Concept extraction from text documents locates specific information directly from text. Common use cases include:

Extracting anomalies from entire legal documents
Identifying financial figures across multiple report sections
Extracting citations and references from academic papers
Identifying product specifications from technical manuals
Extracting contact information from business documents

# Quick Start Example - Extracting a concept from a document

import os

from contextgem import Document, DocumentLLM, JsonObjectConcept


# Example document instance
# Document content is shortened for brevity
doc = Document(
    raw_text=(
        "Statement of Work\n"
        "Project: Cloud Migration Initiative\n"
        "Client: Acme Corporation\n"
        "Contractor: TechSolutions Inc.\n\n"
        "Project Timeline:\n"
        "Start Date: March 1, 2025\n"
        "End Date: August 31, 2025\n\n"
        "Deliverables:\n"
        "1. Infrastructure assessment report (Due: March 15, 2025)\n"
        "2. Migration strategy document (Due: April 10, 2025)\n"
        "3. Test environment setup (Due: May 20, 2025)\n"
        "4. Production migration (Due: July 15, 2025)\n"
        "5. Post-migration support (Due: August 31, 2025)\n\n"
        "Budget: $250,000\n"
        "Payment Schedule: 20% upfront, 30% at midpoint, 50% upon completion\n"
    ),
)

# Define a document-level concept using e.g.
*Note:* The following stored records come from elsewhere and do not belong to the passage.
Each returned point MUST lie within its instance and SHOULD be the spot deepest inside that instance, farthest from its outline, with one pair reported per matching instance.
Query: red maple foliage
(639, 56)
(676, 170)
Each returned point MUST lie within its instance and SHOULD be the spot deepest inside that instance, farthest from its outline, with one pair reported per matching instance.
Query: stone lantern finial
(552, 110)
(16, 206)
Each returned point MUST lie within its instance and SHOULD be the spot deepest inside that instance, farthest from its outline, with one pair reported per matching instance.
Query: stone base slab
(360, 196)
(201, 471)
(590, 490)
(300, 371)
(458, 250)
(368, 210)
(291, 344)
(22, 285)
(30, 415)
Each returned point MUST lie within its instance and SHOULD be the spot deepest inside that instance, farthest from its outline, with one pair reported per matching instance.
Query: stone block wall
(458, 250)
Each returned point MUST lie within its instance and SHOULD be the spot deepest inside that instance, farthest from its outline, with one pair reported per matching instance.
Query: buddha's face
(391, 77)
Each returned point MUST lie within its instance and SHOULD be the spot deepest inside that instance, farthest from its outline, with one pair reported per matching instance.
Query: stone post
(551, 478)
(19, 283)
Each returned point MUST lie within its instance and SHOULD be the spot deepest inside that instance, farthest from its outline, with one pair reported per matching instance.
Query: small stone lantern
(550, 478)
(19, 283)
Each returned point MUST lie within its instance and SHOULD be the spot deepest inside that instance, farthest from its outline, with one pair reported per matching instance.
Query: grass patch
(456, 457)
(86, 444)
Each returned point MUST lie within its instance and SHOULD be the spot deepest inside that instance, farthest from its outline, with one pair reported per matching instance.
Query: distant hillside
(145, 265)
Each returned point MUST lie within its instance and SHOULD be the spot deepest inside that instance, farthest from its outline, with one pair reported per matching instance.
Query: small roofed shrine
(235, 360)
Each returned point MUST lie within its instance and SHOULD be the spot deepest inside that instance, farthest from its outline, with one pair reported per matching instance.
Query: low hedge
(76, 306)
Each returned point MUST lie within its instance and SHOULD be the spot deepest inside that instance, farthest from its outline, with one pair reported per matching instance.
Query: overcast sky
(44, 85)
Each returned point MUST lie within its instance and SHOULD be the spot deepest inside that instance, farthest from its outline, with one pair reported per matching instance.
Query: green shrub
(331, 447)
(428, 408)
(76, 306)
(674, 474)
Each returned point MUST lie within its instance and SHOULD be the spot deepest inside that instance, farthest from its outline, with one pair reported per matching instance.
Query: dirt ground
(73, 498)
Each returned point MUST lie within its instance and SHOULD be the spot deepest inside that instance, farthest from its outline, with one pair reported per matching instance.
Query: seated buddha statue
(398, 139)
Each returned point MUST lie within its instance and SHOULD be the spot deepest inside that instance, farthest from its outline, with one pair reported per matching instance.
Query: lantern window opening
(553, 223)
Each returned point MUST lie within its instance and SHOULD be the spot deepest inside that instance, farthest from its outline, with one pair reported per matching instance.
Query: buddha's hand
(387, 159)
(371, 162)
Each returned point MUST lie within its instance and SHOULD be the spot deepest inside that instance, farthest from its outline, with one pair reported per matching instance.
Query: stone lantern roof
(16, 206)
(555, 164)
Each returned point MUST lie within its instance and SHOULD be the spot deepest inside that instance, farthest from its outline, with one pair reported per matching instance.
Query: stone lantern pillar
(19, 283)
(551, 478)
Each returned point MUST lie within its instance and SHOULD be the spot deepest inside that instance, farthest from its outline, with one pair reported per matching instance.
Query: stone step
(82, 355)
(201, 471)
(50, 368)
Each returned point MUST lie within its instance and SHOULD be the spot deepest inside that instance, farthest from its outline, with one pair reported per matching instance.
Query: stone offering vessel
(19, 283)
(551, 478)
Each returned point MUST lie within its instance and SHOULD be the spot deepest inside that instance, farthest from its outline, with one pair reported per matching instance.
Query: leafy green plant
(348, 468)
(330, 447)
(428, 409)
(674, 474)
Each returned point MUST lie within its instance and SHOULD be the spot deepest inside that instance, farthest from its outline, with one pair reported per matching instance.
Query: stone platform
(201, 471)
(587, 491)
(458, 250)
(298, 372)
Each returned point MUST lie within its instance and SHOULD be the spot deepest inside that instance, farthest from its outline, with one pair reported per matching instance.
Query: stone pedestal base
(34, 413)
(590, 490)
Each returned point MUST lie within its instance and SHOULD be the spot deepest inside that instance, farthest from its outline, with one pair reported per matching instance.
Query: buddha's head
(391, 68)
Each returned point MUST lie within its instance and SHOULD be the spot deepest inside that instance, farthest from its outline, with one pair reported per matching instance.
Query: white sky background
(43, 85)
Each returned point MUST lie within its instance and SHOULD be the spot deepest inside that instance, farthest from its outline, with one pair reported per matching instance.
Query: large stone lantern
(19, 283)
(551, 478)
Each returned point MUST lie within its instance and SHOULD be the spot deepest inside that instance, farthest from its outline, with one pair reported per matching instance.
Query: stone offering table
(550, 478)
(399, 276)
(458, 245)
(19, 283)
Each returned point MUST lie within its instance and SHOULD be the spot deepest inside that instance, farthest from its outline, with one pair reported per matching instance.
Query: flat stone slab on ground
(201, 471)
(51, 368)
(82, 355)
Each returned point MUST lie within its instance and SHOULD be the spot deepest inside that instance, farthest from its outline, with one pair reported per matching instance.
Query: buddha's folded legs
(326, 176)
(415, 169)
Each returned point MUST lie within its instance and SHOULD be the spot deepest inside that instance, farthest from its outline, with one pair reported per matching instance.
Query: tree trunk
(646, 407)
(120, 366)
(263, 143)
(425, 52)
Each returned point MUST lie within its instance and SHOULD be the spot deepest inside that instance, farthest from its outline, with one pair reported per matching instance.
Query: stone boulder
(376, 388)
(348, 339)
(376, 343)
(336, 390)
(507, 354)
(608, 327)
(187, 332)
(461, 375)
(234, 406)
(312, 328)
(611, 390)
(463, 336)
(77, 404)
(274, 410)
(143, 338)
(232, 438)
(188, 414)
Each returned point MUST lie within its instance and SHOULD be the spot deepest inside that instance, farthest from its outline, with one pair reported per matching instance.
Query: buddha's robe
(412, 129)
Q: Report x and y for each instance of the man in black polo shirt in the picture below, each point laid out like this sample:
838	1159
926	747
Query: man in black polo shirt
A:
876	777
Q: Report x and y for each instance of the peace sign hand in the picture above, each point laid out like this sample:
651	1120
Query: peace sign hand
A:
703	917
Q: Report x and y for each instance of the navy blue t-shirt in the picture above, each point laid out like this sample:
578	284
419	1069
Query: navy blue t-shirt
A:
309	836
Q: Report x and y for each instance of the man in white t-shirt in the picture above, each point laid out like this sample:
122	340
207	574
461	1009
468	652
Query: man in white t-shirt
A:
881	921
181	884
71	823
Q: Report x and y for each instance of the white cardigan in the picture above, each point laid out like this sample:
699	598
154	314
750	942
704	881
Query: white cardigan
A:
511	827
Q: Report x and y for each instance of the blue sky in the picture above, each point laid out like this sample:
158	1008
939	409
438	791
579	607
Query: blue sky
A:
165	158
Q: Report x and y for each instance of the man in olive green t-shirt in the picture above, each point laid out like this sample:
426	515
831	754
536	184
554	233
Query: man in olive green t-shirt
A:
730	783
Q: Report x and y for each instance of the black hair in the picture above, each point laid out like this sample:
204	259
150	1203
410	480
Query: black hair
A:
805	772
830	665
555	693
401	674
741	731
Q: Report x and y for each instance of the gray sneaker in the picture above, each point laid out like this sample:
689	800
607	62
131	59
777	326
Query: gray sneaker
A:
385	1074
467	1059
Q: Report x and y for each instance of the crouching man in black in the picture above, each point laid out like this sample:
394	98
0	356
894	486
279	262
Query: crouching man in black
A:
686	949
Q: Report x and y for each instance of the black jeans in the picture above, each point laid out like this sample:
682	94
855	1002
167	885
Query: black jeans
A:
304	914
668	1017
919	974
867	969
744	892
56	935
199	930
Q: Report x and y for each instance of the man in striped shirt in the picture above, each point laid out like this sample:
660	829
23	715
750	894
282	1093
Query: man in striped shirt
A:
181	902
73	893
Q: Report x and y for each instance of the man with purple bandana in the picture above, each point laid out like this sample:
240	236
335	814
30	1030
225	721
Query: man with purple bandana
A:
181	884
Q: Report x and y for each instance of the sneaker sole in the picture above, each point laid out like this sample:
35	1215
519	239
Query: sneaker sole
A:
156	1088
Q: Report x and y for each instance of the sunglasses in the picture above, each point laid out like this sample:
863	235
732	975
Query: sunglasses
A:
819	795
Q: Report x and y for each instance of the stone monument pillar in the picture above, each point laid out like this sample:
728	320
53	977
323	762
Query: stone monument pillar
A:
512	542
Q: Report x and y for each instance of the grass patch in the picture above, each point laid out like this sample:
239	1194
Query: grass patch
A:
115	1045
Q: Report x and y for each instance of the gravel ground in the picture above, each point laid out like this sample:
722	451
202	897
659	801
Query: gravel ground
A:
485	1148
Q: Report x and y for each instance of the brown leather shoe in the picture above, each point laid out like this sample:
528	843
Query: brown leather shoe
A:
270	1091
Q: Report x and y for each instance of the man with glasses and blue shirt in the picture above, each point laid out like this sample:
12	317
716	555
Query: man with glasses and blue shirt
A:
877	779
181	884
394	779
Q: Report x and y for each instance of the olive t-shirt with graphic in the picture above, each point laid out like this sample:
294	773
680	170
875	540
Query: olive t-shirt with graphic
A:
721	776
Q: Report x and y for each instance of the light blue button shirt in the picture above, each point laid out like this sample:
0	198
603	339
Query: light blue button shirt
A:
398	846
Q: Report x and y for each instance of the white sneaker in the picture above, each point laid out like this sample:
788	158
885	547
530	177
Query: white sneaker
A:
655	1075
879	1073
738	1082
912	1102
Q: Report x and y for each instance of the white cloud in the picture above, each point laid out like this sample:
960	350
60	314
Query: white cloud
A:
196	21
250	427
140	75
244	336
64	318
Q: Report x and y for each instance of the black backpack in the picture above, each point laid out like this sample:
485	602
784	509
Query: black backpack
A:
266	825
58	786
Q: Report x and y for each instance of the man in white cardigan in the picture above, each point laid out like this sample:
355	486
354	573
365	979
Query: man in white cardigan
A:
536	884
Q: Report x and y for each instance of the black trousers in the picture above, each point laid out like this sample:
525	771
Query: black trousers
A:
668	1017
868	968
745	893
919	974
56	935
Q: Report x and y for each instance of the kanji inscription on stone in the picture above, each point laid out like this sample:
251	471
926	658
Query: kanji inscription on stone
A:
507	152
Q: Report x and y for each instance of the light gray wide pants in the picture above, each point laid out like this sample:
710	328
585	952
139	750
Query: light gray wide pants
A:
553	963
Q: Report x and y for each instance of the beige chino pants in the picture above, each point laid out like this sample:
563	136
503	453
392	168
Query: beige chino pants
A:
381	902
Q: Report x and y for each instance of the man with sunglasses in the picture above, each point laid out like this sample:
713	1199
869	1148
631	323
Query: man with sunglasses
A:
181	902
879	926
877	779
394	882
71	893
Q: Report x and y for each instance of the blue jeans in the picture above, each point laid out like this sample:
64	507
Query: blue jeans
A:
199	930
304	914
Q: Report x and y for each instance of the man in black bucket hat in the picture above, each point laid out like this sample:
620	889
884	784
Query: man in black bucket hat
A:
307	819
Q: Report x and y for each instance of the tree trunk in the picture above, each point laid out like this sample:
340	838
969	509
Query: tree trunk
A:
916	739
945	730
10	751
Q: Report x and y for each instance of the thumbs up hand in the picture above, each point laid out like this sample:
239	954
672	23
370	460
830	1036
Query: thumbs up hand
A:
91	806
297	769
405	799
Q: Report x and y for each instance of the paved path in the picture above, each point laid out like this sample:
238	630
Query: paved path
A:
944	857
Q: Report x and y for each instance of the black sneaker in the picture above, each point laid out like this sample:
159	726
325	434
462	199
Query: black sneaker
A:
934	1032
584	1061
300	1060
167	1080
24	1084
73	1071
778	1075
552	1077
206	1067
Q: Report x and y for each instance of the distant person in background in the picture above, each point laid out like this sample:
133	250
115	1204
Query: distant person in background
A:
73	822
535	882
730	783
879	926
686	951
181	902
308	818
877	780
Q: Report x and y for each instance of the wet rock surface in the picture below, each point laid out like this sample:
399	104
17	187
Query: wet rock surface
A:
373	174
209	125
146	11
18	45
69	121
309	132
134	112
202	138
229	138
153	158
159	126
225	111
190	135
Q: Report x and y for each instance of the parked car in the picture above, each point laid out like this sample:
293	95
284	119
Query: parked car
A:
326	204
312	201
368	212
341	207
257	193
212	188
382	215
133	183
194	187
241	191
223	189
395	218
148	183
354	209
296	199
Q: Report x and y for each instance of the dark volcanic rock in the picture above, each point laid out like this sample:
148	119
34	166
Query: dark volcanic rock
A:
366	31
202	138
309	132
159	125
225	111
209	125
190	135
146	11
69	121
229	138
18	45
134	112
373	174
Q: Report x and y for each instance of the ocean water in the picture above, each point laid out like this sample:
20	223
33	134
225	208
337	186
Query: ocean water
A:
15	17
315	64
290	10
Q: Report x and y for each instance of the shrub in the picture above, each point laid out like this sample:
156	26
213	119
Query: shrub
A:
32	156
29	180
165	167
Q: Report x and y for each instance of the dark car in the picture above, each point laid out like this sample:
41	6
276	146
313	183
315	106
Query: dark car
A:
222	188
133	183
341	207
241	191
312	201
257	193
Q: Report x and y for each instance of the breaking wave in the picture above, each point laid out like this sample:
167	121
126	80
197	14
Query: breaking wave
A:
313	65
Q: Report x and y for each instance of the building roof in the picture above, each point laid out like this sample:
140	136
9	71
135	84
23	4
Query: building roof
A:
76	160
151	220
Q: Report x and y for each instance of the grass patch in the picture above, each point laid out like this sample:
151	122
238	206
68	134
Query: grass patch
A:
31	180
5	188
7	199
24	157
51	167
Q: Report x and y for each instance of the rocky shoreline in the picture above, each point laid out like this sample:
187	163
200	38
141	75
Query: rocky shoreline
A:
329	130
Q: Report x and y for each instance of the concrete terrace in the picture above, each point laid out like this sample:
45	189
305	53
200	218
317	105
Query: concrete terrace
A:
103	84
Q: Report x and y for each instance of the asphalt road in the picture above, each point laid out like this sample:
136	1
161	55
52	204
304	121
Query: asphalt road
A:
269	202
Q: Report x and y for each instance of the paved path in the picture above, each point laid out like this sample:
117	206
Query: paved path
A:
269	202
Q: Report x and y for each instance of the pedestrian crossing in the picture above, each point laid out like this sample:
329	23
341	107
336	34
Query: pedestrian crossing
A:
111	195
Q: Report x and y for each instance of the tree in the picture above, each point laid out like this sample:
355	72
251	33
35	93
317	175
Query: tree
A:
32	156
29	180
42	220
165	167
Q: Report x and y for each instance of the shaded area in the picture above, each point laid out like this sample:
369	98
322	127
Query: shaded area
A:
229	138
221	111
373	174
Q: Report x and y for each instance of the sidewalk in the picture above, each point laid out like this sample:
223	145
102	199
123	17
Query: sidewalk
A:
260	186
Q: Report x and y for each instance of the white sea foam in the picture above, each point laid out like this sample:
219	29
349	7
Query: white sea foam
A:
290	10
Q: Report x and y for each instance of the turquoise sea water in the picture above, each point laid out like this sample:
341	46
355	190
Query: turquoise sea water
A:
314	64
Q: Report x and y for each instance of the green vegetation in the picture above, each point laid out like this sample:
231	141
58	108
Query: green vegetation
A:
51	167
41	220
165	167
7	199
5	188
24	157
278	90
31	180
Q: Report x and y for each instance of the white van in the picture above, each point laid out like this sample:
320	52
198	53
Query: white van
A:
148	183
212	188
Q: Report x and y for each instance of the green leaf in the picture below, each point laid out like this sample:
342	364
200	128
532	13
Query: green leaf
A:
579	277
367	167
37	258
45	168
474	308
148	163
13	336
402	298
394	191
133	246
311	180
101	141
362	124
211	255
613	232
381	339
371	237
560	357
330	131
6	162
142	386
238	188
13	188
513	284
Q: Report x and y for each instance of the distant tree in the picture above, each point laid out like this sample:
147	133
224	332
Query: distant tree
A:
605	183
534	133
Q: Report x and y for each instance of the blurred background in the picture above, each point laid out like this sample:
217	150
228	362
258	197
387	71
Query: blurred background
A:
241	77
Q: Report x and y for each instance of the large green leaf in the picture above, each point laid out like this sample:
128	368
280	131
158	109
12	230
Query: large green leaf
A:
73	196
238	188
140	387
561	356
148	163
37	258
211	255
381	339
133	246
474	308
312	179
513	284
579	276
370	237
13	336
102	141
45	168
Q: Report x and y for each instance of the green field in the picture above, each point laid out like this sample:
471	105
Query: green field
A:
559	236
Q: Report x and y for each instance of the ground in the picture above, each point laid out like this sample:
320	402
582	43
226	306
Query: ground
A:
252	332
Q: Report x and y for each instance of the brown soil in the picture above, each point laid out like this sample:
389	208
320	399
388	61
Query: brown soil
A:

JsonObjectConcept
# This will extract structured data from the entire document
doc_concept = JsonObjectConcept(
    name="Project Details",
    description="Key project information including timeline, deliverables, and budget",
    structure={
        "project_name": str,
        "client": str,
        "contractor": str,
        "budget": str,
        "payment_terms": str,
    },  # simply use a dictionary with type hints (including generic aliases and union types)
    add_references=True,
    reference_depth="paragraphs",
)

# Add the concept to the document
doc.add_concepts([doc_concept])
# (add more concepts to the document, if needed)

# Create an LLM for extraction
llm = DocumentLLM(
    model="openai/gpt-4o-mini",  # or any other LLM from e.g. Anthropic, etc.
    api_key=os.environ.get("CONTEXTGEM_OPENAI_API_KEY"),  # your API key
)

# Extract information from the document
extracted_concepts = llm.extract_concepts_from_document(doc)
# or use async version llm.extract_concepts_from_document_async(doc)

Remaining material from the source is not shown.